10

I am using svnX (0.9.13) on Mac OS X Lion (10.7.2 11C74) and have seem to have, what I believe, is a corrupted SVN repository. I have searched the site for similar questions and have found a couple, yet none describe how to recover when you cannot complete a checkout from the repository. I do not have an up to date working directory either.

The specific error is:

svn: Checksum mismatch while reading representation:
expected: [hash]
actual: [different hash]

If the alert is dismissed (the only option), the checkout will continue until the end. On first glance, most of the files seem to be there, but when I run the application, it is clear there is a mishmash of versions. The repository lives on a USB flash drive, which could be a source of corruption. I am the only user who access these files and they have not been touched for over a week and were in a working state.

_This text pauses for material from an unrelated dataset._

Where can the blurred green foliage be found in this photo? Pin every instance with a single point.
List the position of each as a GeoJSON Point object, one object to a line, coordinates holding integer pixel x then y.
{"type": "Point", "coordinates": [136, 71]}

Any suggestions on how to proceed would be appreciated.

Community
  • 1
  • 1
Noren
  • 793
  • 3
  • 10
  • 23
  • Restore from backup? SVN stores revisions in an efficient binary-diff format, I suspect that'd make it very susceptible to corruption... In any case, the first thing you should do is make a complete copy of the repository, and work on recovering the *copy*. – derobert Jan 12 '12 at 20:28
  • USB flash drive? I hope you back it up regularly (it might even get lost if not corrupted). – crashmstr Jan 12 '12 at 20:33
  • @derobert Restoration from backup is possible, but a few commits will be lost, so I'm trying to do that only as a last resort. – Noren Jan 12 '12 at 20:38
  • @crashmstr Yes, the drive is backed up along with the development computer weekly, however, I worked a bit during the holiday break when I couldn't connect to the backup hardware. I guess this is my penance. – Noren Jan 12 '12 at 20:43
  • @Noren: If you have checked out copies, you may lose some history, but you won't lose the most-recent revisions (you can just immediately check in your most-recent copies). Also, when I google that 'svn: Checksum mismatch…' error message, I get several discussions on fixing it—have you tried any of that? What does svnadmin verify say? – derobert Jan 12 '12 at 21:25
  • Your only hope is to do a `svnadmin` [dump and load](http://svnbook.red-bean.com/en/1.7/svn.reposadmin.maint.html#svn.reposadmin.maint.migrate.svnadmin) and see if that helps take care of the corruption issue. – David W. Jan 13 '12 at 02:23
  • @DavidW. I just tried 'svnadmin dump' and it stopped well short of the current revision with the error "corrupt node revision" and "missing id field in node-rev". – Noren Jan 13 '12 at 15:36
  • @derobert Yes, I tried [two](http://andrew.hedges.name/blog/2009/01/25/how-to-recover-from-checksum-mismatch-errors-in-svn) [possible](http://glob.bushi.net.nz/glob/2007/02/14/subversion-checksum-mismatch-easy-workaround/) solutions before posting. I think the best solution now is to create a new repository with my current revision and lose the history. – Noren Jan 13 '12 at 16:02
  • 1
    @Noren - In svnadmin `dump`, you can specify a revision range via the `-r` parameter. Try skipping the bad revision and see if that helps. If you have a backup, you might be able to do a dump from the backup, then start the dump of your current one to the revision after your backup. Then, combine the two and see what happens. There's not much else you can do. It's like what happens if your hard drive crashes. You try to save what you can and hope for the best. – David W. Jan 13 '12 at 16:02
  • @DavidW. Using several `svnadmin dump` ranges, I was able to preserve some history and the most current revision. Please make an answer post so I can close the thread. Thanks! – Noren Jan 13 '12 at 16:22

2 Answers2

18

When you have a corrupt repository, your only real chance in saving the information is to do a dump and load. If you're lucky, doing a dump and load will sometimes correct the corruption.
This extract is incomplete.